Exemplary Computing Environment
[0039] FIG. 1 is a block diagram of an exemplary computer system
100 in which aspects of the present invention may be implemented.
Computer system 100 may be any suitable system, such as but not
limited to a mainframe, minicomputer, IBM compatible personal
computer, Unix workstation or network computer. One skilled in the
art will appreciate that the apparatus of the present invention may
apply to any computer system including but not limited to a
multi-user computer system or single user computer. As shown in
FIG. 1, computer system 100 comprises central processing unit (CPU)
102 connected to main memory 104, auxiliary storage interface 106,
terminal interface 108, and network interface 110. These system
components are connected via system bus 160. Auxiliary storage
interface 106 is used to connect storage devices, such as but not
limited to DASD devices 190, storing data on a disk such as but not
limited to disk 195, to computer system 100.
[0040] Main memory 104, encompassing the entire virtual memory of
computer system 100, includes an operating system 122 and an
application 124, and may also include an interlocking trees
datastore 126. The interlocking trees datastore 126 may be used to
provide data storage that can be quickly searched for data in
multiple contextual modes without requiring a duplication of data.
Computer system 100 may use well-known virtual addressing
mechanisms that allow the programs of computer system 100 to behave
as if they have access to a large single storage entity rather than
access to multiple, smaller storage entities such as main memory
104 and DASD devices 190. Hence, while operating system 122,
application 124, and interlocking trees datastore 126 are shown to
reside in main memory 104, those skilled in the art will recognize
that these elements are not necessarily all completely located in
main memory 104 at the same time.
[0041] While computer system 100 is shown to include only a single
CPU and system bus, one skilled in the art will understand that the
present invention may be implemented using a system that includes
multiple CPUs and/or buses.
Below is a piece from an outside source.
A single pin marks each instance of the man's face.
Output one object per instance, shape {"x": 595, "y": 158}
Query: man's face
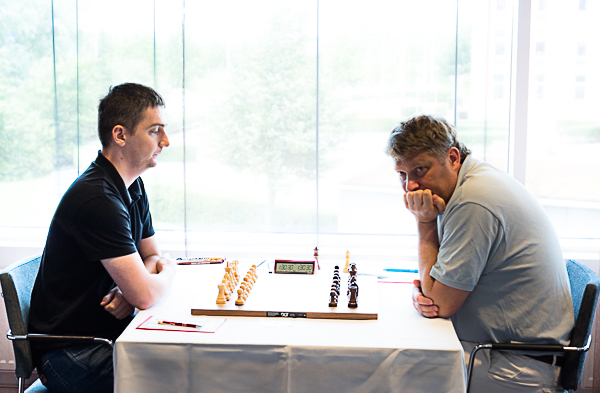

Terminal interface 108 may be used to
connect one or more terminals to computer system 100. The
referenced terminals may be dumb terminals or fully programmable
workstations and may be employed to enable system administrators
and users to communicate with computer system 100.
[0042] Network interface 110 may be used to connect other computer
systems and/or workstations to computer system 100. The network to
which network interface 110 interfaces may be a local area network
(LAN), wide area network (WAN), an internet, extranet or the
Internet, or any other suitable network. Operating system 122 may
be an operating system such as OS/2, WINDOWS, AIX, UNIX, LINUX or
any other suitable operating system.
[0043] Application program 124 can be any type of application
program which accesses data stored in interlocking trees datastore
126. Thus, the application could comprise a data analytics
application, data warehousing application, intrusion detection
system, to name several examples, although the invention is not
limited thereto.
[0044] Interlocking trees datastore 126 provides a data storage
structure that enables users to access the same datastore to obtain
information associated with any context. The term data, as used
herein can include any type of computer stored information such as
but not limited to numbers, text, graphics, formulas, tables,
audio, video, multimedia or any combination thereof. Interlocking
trees datastore 126 can be implemented as part of application 124,
as part of operating system 122 or as a separate datastore product
that can be adapted to provide data storage for a wide variety of
applications.
[0045] While the present invention is described in the context of a
fully functional computer system, one of skill in the art will
appreciate that the present invention is capable of being
distributed as a program product in a variety of forms, and that
the present invention applies equally, independent of the
particular type of signal bearing media that carry out the
distribution. Examples of media carrying such signals include but
are not limited to floppy disks, hard drives, CD ROMs, digital and
analog communication links over electrical, optical, wireless or
other suitable mediums.
[0046] FIG. 1A is similar to FIG. 1 except it contains blocks
representing a KStore being saved. Other, repeated elements of the
diagram of FIG. 1A simply have an "a" annexed to their identifying
numerals. The Kstore (Datastore 126a) is being worked by the Save
Routines 128 now in the computer system's active memory 104a. To
restore it after the save process has completed, there are also
restore routines 129, which, for convenience are shown in the
active main memory 104a also, although they can be swapped in when
needed or as desired. The process will develop a header space 127r,
and packets representing the nodes of the KStore structure as the
process progresses, and will preferably work on the structure to be
saved in active memory as area 127s. For convenient reference we
refer to this work-space in memory as area 127. Alternatively, the
space 127 can be very small, having only a currently in process
node packet which is being created by the save routines 128, or
alternatively being restored by the restore routines 129, if the
KStore is being restored. If the KStore is being restored, space
127 may not be needed, but may be desirable as a test or working
space where the KStore is being traversed and nodes are being added
during the restore process. If the nodes are turned into packets
and streamed as files out to memory as they are formed, they may be
created at a speed at which they are streamed out immediately as
stream files to permanent storage. In at least such cases,
allocating memory for the packet in the storage device is not a
required step, since a stream file set up will cause the OS and the
data storage system to handle this automatically.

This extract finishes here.